Pierre de Fermat foi um homem de tradição renascentista, colocado no centro da
redescoberta do antigo conhecimento dos gregos. Todavia, ele fez uma pergunta
que os gregos não poderiam ter imaginado, e, ao fazê-la, produziu aquele que se
tornou o problema mais difícil da Terra.
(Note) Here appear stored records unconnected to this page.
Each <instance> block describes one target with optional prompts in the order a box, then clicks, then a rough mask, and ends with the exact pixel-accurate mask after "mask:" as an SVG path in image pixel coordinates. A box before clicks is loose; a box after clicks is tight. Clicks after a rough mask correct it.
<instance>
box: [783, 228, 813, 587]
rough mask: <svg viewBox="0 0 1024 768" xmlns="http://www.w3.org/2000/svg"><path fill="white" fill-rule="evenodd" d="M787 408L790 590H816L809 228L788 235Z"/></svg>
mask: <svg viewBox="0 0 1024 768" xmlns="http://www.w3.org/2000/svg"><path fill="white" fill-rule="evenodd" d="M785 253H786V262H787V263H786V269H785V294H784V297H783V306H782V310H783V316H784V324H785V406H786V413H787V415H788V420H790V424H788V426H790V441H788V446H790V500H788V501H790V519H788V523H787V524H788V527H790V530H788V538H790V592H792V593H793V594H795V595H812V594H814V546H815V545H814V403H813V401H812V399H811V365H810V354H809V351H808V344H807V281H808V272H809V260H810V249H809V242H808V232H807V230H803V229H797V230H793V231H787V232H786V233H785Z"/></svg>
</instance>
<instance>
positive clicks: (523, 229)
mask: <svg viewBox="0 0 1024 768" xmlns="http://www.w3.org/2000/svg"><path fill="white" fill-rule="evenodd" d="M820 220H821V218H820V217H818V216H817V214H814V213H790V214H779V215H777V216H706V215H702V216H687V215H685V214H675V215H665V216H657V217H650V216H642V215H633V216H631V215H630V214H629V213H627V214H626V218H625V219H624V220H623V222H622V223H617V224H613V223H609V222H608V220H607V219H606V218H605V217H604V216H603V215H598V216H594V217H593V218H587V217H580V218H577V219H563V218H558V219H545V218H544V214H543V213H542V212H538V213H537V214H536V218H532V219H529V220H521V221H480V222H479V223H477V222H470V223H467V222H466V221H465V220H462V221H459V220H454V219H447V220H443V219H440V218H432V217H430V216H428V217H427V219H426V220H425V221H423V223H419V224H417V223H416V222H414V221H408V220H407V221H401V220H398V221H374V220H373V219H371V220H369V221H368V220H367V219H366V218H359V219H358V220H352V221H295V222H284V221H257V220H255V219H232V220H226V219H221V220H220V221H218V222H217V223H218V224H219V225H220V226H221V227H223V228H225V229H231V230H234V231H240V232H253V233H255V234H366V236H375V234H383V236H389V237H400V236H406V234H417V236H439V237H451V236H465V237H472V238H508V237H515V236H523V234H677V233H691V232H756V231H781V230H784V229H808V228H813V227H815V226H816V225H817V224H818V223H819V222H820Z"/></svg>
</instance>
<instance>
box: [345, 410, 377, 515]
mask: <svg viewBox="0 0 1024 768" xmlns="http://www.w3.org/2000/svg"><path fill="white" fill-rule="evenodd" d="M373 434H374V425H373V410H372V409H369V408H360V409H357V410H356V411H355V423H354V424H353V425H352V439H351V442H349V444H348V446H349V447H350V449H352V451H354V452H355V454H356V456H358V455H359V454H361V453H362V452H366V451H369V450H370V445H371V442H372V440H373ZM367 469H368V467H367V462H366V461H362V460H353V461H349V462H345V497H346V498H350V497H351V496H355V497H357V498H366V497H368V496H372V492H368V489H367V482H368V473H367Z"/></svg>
Como se não bastasse, ele deixou uma
nota dizendo que encontrara a resposta, mas sem revelar qual era. Era o começo
de uma busca que levou três séculos. Este período mostra muito bem a importância
do enigma. É difícil imaginar um problema, em qualquer ramo da ciência,
enunciado de forma tão simples e clara, que pudesse ter resistido tanto tempo
aos avanços do conhecimento. Considere os saltos na compreensão da física, da
química, da biologia, medicina e engenharia que ocorreram desde o século XVII.
Avançamos dos humores da medicina para a divisão dos genes, identificamos as
partículas atómicas fundamentais e colocamos homens na Lua. Mas na teoria dos
números o Último Teorema de Fermat permaneceu inviolado.
Houve
um momento, na minha pesquisa, em que busquei uma justificativa para que o
Último Teorema interessasse a alguém que não fosse matemático e por que seria
importante fazer um programa a seu respeito. A matemática tem uma infinidade de
aplicações práticas, mas no caso da teoria dos números as aplicações mais
importantes que encontrei foram na criptografia, no projecto de revestimento
acústico e nas comunicações com espaçonaves distantes. Não era provável que
isso despertasse uma grande audiência. E o mais interessante eram os próprios
matemáticos e a paixão que demonstravam quando falavam de Fermat. A
matemática é uma das formas mais puras de pensamento, e para os que estão
de fora os matemáticos parecem gente de outro mundo. Em todas as minhas
conversas o que mais me impressionou foi o modo extraordinariamente preciso de
suas respostas. Eles raramente respondiam a uma pergunta de imediato. Eu tinha
que esperar alguns momentos enquanto a natureza precisa da resposta era montada
nas suas mentes. Mas, quando falavam, eu obtinha uma declaração tão cuidadosa e
articulada quanto poderia desejar. Quando mencionei isso a Peter Sarnak, amigo
de Andrew, ele me disse que os matemáticos odeiam fazer uma declaração falsa. É
claro que eles empregam a intuição e a inspiração, mas declarações formais
precisam ser absolutas. A demonstração está no coração da matemática, e isso é
o que a distingue das outras ciências». In Simon Singh, o Último Teorema de Fermat, 1997,
Edição BestBolso, nº 367, Editora Record, 2011-2014, 978-857-799-462-5.